Él le acercó la cabeza con suavidad y la besó como siempre la besaba. Y ella intentó, con todas las fuerzas de que fue capaz bloquear su mente a cualquier comparación y perderse en los contornos familiares de aquella boca, en su sabor y olor tan familiares y en el tacto conocido de la mano en su pecho.
Annie cerró los ojos pero no pudo reprimir la creciente sensación de engaño; había engañado a aquel hombre bueno y cariñoso no tanto por lo que había hecho con Tom sino por lo que deseaba hacer. Sin embargo, la sensación que la dominaba, por más que ella se dijese que era una tontería, era la de estar engañando a Tom por lo que hacía en ese momento con Robert.
Robert apartó la sábana y le hizo sitio a su lado. Annie vio el dibujo de vello castaño en su vientre y el abultado balanceo de su rosada erección. La notó dura contra su muslo al deslizarse a su lado y encontrar de nuevo su boca.
—No sabes cuánto te he echado de menos, Annie.
—Yo también te he echado de menos.
—¿De veras?
—Shhh. Claro que sí.
Ella notó la palma de la mano de él moviéndose por su costado y subir por la cadera hasta su vientre, y supo que la acariciaría entre las piernas y descubriría que no estaba excitada. En el momento en que sus dedos alcanzaban el borde de su vello, ella se apartó un poco.
—Déjame hacer una cosa antes —dijo ella, y se deslizó entre las piernas de él y le tomó el miembro con la boca. Hacía mucho, años incluso, que no lo hacía y él no pudo evitar estremecerse de arriba abajo de pura excitación.
—Oh Annie. No sé si podré aguantar.
—Da igual.
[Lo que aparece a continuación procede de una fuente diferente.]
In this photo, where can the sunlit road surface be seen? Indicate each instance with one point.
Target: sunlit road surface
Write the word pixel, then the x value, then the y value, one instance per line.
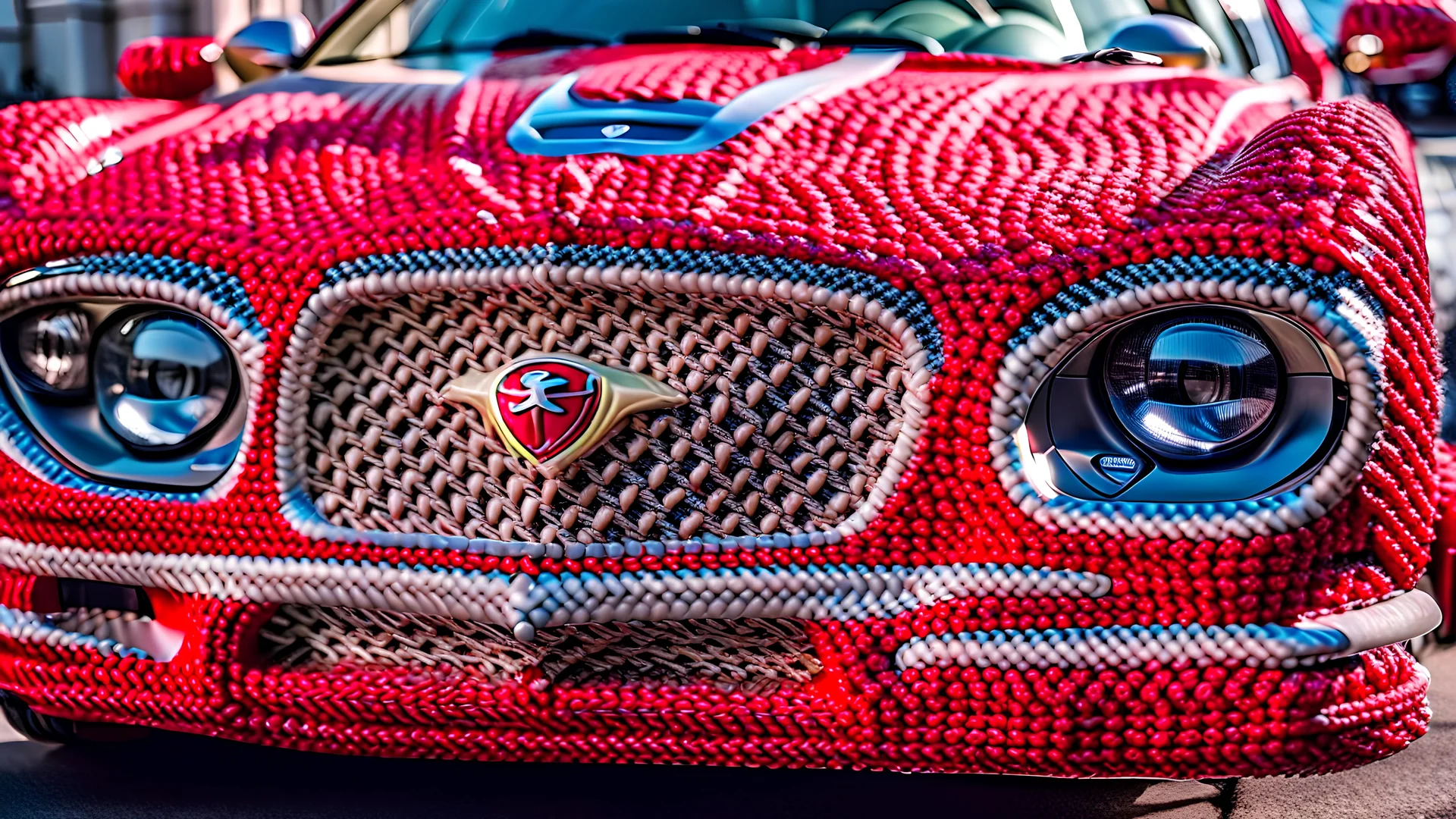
pixel 174 776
Tengo ganas.
«Qué perversamente mentirosos nos hace el amor —pensó Annie—. Qué oscuros y sinuosos caminos nos hace recorrer». Y mientras él se corría, ella tuvo la triste certeza de que pasara lo que pasase nunca volverían a ser los mismos y que ese acto culpable era, por parte de ella, su regalo de despedida.
Más tarde, con la luz apagada, él la penetró. La noche era tan oscura que no podían ni verse los ojos y, protegida de esa manera, Annie reaccionó por fin. Se dejó llevar por el líquido vaivén de su acoplamiento y encontró más allá de la pena unos instantes de olvido.